Stylistically, the game resembles other beautifully pixelated action adventures, like Hyper Light Drifter, the recently released action-RPG from Heart Machine. But where Hyper Light Drifter coasted on its colorful yet often desolate environments, Kologeon’s aesthetic is far more grim. Demons and spirits haunt all the dark environments the player battles across, the color scheme notably brown, black, with hints of blue shimmering through.


“We always wanted to create something dark, abstruse, fast paced and mysterious where your path is unknown as you journey into a creation formed by dreams and nightmares,” writes the team at ChillCrow in their Kickstarter pitch. “Where the whole game is like a one big journey with no hubs to return to.” In Kologeon, everything is permanent.

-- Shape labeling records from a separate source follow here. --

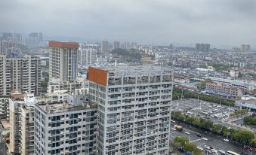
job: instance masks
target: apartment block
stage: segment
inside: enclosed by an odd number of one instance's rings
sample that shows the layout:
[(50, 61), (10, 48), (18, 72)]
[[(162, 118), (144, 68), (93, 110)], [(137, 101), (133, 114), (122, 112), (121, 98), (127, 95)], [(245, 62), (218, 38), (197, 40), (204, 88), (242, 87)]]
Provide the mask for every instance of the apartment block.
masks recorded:
[(11, 154), (34, 154), (34, 95), (15, 90), (12, 91), (9, 102), (9, 152)]
[(88, 65), (95, 63), (97, 61), (97, 50), (79, 49), (78, 53), (79, 65)]
[(78, 68), (79, 44), (49, 41), (49, 80), (76, 81)]
[(168, 154), (173, 71), (157, 66), (88, 68), (98, 105), (99, 155)]
[(41, 60), (25, 56), (20, 58), (0, 55), (0, 96), (11, 96), (12, 90), (40, 93)]
[(0, 120), (9, 120), (9, 97), (0, 97)]
[(218, 82), (207, 82), (205, 92), (216, 96), (233, 99), (240, 99), (242, 96), (242, 87)]
[(35, 105), (35, 155), (96, 154), (97, 106)]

Progress and action are a mainstay, and don’t regenerate, as the levels do. Progress can’t be lost because as an immortal soul, the player’s just continuing their journey, just on a different path from the one before it.  

You have until July 8th to back Kologeon on Kickstarter to make all your roguelike-like-like dreams a reality. It plans to be released for PC, Mac, and Linux in November 2017.